- Theatrical release poster
- Directed by: Adrián Suar
- Screenplay by: Pablo Solarz
- Produced by: Adrián Suar Diego Andrasnik Juan Lovece
- Starring: Adrián Suar Fernán Mirás Natalie Pérez Benjamín Rojas
- Cinematography: Guillermo Nieto
- Edited by: Alejandro Parysow
- Music by: Nicolás Sorín
- Production companies: Tolmur Preludio Producciones
- Distributed by: Star Distribution
- Release date: 14 January 2025;
- Running time: 97 minutes
- Country: Argentina
- Language: Spanish

= Mazel Tov (film) =

Mazel Tov is a 2025 Argentine comedy-drama film directed by Adrián Suar. It tells the story of the complicated bond between four siblings whose relationship is further affected by the death of their father. The film stars Suar, Fernán Mirás, Natalie Pérez, and Benjamín Rojas. It had its world premiere on January 14, 2025, at the Miami Jewish Film Festival, while its commercial release in Argentine movie theaters was on April 17, 2025.

== Plot ==
It follows the life of Darío Roitman, a man who has lived in the United States for a long time, far from his entire family in Argentina. However, one day he decides to return to his home country to attend his sister Daniela's wedding and his niece's bat mitzvah. During his return, Darío receives the news that his father, Salomón, has died, which complicates Daniela's wedding plans. The relationship with his other siblings becomes increasingly intense as old conflicts resurface and new ones arise, such as the inheritance.

== Reception ==

=== Critical response ===
The film received favorable reviews from the press. Juan Pablo Cinelli from Página 12 highlighted that "among its virtues, Mazel Tov has the effectiveness of a cast where everyone performs their roles efficiently, giving the protagonist a secure framework to move within." However, he questioned that "Suar indulges in excesses that at this point must be considered deliberate and conscious." Leonardo D'Esposito from La Nación stated that "it is likely that Mazel Tov is the best [Suar] has achieved as a producer, actor, and director [...] because it exudes sincerity and his character [...] looks at his flaws head-on and without shame."

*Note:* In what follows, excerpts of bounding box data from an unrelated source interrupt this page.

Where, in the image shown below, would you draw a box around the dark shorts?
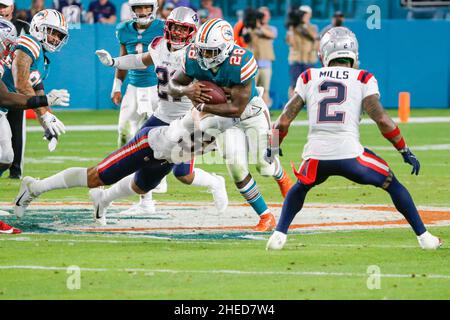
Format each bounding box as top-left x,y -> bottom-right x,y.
294,149 -> 393,188
97,127 -> 173,191
289,62 -> 312,88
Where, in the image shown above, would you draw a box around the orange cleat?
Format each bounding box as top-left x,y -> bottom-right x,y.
276,172 -> 294,198
0,221 -> 22,234
253,213 -> 277,232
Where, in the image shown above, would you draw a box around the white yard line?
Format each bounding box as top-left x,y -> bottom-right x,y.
27,117 -> 450,132
0,265 -> 450,280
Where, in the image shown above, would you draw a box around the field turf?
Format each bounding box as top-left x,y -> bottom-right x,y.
0,110 -> 450,299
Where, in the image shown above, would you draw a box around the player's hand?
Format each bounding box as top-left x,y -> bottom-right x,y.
111,91 -> 122,106
95,49 -> 114,67
184,82 -> 212,105
47,89 -> 70,107
44,129 -> 58,152
41,111 -> 66,136
400,148 -> 420,176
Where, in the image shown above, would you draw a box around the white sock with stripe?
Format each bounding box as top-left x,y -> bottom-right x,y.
103,174 -> 137,203
191,168 -> 219,189
31,168 -> 87,195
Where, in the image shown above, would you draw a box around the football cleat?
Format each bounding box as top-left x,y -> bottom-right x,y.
417,231 -> 442,250
0,221 -> 22,234
276,172 -> 294,198
266,231 -> 287,250
210,173 -> 228,213
89,188 -> 111,226
152,177 -> 167,193
14,177 -> 38,218
253,213 -> 277,232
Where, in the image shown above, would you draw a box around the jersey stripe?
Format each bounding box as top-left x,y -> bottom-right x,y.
241,57 -> 258,82
200,19 -> 220,42
18,36 -> 41,59
358,70 -> 373,84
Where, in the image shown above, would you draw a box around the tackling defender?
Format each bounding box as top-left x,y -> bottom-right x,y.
111,0 -> 167,214
266,27 -> 442,250
95,7 -> 228,213
169,19 -> 292,231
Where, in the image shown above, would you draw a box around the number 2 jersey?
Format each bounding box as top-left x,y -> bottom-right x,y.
148,37 -> 192,123
295,67 -> 380,160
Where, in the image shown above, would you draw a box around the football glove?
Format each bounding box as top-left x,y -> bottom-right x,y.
47,89 -> 70,107
44,129 -> 58,152
400,148 -> 420,176
95,49 -> 114,67
264,146 -> 283,164
41,111 -> 66,136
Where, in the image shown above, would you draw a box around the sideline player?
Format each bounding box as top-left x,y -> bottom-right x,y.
5,9 -> 69,165
169,19 -> 292,231
111,0 -> 167,214
0,18 -> 69,176
267,27 -> 442,250
95,7 -> 228,213
0,18 -> 69,234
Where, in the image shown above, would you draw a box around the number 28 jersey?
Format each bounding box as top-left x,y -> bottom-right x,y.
295,67 -> 380,160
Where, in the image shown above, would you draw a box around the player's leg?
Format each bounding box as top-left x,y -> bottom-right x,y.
89,156 -> 173,224
217,128 -> 276,231
243,106 -> 293,197
340,149 -> 440,249
173,159 -> 228,213
14,128 -> 158,217
117,84 -> 142,148
0,111 -> 14,177
266,159 -> 326,250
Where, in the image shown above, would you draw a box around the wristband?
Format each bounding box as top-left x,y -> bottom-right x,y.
27,96 -> 48,109
111,78 -> 122,97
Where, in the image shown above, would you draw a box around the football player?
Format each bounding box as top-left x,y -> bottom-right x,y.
9,9 -> 69,160
266,27 -> 442,250
0,18 -> 69,176
95,7 -> 228,213
169,19 -> 292,231
111,0 -> 167,214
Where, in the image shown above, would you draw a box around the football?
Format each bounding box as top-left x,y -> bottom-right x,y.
199,81 -> 227,104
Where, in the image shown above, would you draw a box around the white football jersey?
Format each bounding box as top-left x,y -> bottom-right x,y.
148,37 -> 192,123
295,67 -> 380,160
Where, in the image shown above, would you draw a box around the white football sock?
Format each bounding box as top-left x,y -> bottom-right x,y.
191,168 -> 219,188
103,174 -> 137,203
31,168 -> 87,195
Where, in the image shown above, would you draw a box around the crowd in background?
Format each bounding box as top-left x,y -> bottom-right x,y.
0,0 -> 344,106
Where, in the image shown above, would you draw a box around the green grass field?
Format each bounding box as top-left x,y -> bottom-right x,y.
0,110 -> 450,299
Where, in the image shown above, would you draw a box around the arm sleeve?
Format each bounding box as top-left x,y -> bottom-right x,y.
294,72 -> 306,102
240,51 -> 258,84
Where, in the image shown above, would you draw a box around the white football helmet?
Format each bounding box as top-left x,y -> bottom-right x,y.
30,9 -> 69,52
195,19 -> 234,70
319,27 -> 359,67
128,0 -> 158,26
164,7 -> 199,50
0,18 -> 17,59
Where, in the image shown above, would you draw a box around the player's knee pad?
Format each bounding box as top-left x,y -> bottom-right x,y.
0,140 -> 14,166
227,163 -> 250,182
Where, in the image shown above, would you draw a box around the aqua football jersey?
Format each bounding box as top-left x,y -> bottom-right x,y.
183,45 -> 258,100
116,19 -> 164,88
15,34 -> 50,87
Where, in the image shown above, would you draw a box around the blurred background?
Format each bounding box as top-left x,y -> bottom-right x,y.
6,0 -> 450,109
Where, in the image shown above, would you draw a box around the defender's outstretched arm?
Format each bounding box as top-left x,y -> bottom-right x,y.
95,49 -> 153,70
363,94 -> 420,175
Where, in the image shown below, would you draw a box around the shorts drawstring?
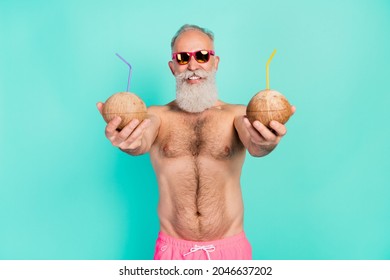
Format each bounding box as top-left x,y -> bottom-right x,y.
183,245 -> 215,260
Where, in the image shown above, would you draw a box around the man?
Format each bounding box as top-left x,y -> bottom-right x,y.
97,25 -> 295,259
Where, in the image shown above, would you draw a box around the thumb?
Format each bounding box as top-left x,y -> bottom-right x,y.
96,102 -> 104,114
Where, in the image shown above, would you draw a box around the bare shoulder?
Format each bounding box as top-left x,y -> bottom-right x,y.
148,104 -> 169,116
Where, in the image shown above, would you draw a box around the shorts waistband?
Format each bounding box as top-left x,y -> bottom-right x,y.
158,231 -> 246,248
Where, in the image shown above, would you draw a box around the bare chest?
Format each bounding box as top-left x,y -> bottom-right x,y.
158,113 -> 243,160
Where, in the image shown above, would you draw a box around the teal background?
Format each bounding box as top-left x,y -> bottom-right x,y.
0,0 -> 390,259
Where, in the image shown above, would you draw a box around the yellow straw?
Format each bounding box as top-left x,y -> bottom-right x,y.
265,49 -> 276,89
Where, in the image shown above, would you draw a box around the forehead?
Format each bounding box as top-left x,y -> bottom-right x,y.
173,30 -> 214,52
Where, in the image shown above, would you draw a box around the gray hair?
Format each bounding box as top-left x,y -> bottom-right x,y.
171,24 -> 214,50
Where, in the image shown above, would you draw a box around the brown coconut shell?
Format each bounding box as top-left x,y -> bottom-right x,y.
102,92 -> 146,129
246,89 -> 292,128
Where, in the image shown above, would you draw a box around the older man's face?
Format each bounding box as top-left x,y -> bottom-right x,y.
169,30 -> 219,81
169,30 -> 219,113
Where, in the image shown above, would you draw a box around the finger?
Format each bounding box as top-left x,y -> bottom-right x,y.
121,119 -> 150,148
117,119 -> 139,144
244,118 -> 266,145
96,102 -> 104,114
106,116 -> 122,141
253,121 -> 276,141
270,121 -> 287,136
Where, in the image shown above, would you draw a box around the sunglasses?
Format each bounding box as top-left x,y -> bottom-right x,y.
172,50 -> 215,65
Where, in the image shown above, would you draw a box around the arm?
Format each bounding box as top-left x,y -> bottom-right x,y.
97,102 -> 161,156
234,106 -> 295,157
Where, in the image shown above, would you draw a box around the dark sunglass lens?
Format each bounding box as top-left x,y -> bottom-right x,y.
195,51 -> 210,63
176,53 -> 190,65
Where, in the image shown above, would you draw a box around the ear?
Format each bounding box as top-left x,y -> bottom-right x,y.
168,60 -> 175,76
214,56 -> 219,70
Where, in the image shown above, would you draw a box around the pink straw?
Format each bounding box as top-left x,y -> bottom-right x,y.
115,53 -> 132,92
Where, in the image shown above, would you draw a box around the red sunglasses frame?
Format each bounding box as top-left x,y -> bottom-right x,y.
172,50 -> 215,65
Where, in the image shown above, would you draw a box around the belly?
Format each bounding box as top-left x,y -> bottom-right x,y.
159,157 -> 243,241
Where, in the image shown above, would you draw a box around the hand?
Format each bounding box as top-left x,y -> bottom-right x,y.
243,106 -> 296,156
96,102 -> 150,153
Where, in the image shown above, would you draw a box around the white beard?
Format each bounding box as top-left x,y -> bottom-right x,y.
176,69 -> 218,113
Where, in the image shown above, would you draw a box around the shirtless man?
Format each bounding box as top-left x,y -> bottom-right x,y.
97,25 -> 295,259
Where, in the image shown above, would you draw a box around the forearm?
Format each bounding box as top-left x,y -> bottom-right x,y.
247,142 -> 276,157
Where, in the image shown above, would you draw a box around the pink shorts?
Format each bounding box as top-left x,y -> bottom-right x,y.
154,232 -> 252,260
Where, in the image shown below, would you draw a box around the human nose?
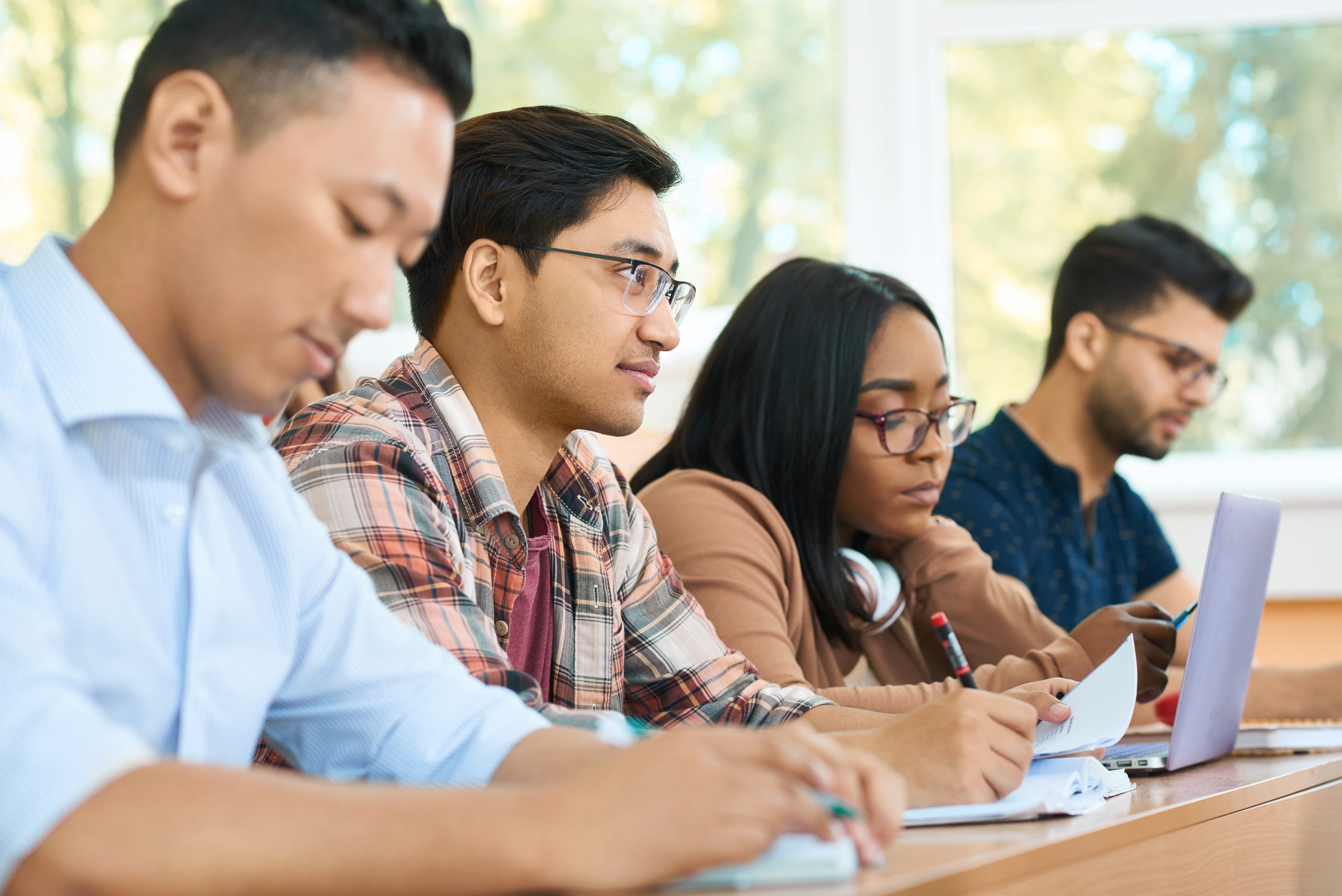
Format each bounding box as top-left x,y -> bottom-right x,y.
340,264 -> 396,330
639,292 -> 680,351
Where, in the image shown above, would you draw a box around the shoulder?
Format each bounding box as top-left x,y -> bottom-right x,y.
271,363 -> 432,472
639,469 -> 796,555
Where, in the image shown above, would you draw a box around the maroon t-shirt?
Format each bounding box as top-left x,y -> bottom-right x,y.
507,493 -> 554,701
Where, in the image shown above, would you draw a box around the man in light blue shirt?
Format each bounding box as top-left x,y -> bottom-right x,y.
0,0 -> 899,896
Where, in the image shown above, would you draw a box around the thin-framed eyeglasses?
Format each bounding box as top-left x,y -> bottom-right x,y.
505,243 -> 695,326
856,398 -> 978,455
1099,318 -> 1229,401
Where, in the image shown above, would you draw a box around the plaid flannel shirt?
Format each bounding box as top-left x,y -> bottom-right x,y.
275,339 -> 829,726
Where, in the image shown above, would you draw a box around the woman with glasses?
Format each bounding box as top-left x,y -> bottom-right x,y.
633,259 -> 1149,713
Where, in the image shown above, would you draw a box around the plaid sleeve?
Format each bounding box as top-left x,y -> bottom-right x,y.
275,412 -> 605,727
602,442 -> 831,727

In a review for La Voz del Interior, Jesús Rubio wrote, "Adrián Suar must be recognized for his great talent for comedy: he's funny and knows how to compose those verbose characters who always mess up, like few others can." He concluded by saying that "Mazel Tov is narrated with a pleasant and classic style, and with a dramatic comedic tone that has a long tradition in Argentine cinema, in addition to leaving a much-needed lesson." Pablo O. Scholz of Clarín noted that the film is "a dramatic comedy that makes the necessary shifts when it is too much of a comedy to turn to drama, and vice versa."

=== Box office ===
In its first week of release, the film sold 116,329 tickets in the 292 movie theaters in Argentina where it premiered. This made it the most successful Argentine film of 2025, surpassing Una muerte silenciosa and 1978. Overall, it was the second most-watched film of the first week of April, ranking just behind A Minecraft Movie. During its second week, Mazel Tov was seen by 65,010 viewers, which increased its total to 206,944 tickets sold, and it was once again the second most-watched film of that period.